Breaking The Ice introduces DiVito to the world outside his NYC environs and its jazz clubgoers and guitar students. Perhaps as no surprise, Ice presents a fully formed product in DiVito as a composer, bandleader and guitarist. Playing bop-based modern jazz that calls a little to mind John Scofield’s acoustic quartets, DiVito assembled Jake Saslow (saxes), Nadav Snir-Zelniker (drums) and alternately Cocoran Holt (acoustic bass) or Motohito Fukushima (electric bass) for this project.
DiVito’s decision to go with an electric bassist for four tunes and acoustic for five in a discreet way diversifies the music. Fukushima and his nimble fretwork pairs up perfectly with DiVito on the ascending, repeating chord figure of the title song. By contrast, Holt’s nimble walking bass figure on the bass on the sax-less blues “Layin’ It” does the trick, as does a pumping bass line on “Unit 7″ that moves into a progression that recalls Sam Jones’ “Unit 7.”
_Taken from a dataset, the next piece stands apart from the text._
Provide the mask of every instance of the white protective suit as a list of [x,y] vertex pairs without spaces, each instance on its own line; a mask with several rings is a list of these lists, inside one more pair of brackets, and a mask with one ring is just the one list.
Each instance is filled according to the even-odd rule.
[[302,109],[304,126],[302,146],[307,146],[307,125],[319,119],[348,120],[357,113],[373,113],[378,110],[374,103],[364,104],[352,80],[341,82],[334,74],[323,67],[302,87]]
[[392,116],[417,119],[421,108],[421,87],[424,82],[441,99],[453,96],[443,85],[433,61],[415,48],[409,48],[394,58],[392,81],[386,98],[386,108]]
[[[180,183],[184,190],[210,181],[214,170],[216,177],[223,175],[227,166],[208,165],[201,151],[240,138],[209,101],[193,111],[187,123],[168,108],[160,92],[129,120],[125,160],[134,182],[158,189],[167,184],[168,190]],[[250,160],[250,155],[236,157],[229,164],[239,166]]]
Saslow, whose own debut album was profiled here last year, acts as the front line foil and harmonizing partner. He continues to impress as an emerging sax voice with a warm tone and a soulful delivery, best displayed on delicate ballads like “For Maria,” but can also swing with command as on “Breaking The Ice,” and his soprano sax meshes well with DeVito on the lullaby “Her and Hymn.”
DiVito’s solo nylon-string undertaking of Bill Evans’ magnificent “Time Remembered” bottles up the soul of that song into his Segovia inspired nylon string acoustic guitar. His acumen without a pick carries over to a smokin’ fingerpicked solo featured on “Shoot The Messenger.” “Pass Time,” written with Joe Pass in mind, is a great tribute to the master, with some soft octaves that also evokes Wes Montgomery. DeVito invested a lot into his compositions as well, drawing in bop, pop, classical, Latin and other styles into rhythmically shifting tunes such as “Tango,” “Like Minded,” and “From An Old Sketch.”
A long time in the making, Eric DiVito’s Breaking The Ice makes up quickly for lost time. It leaves you hoping he’ll find the time to make another record again soon.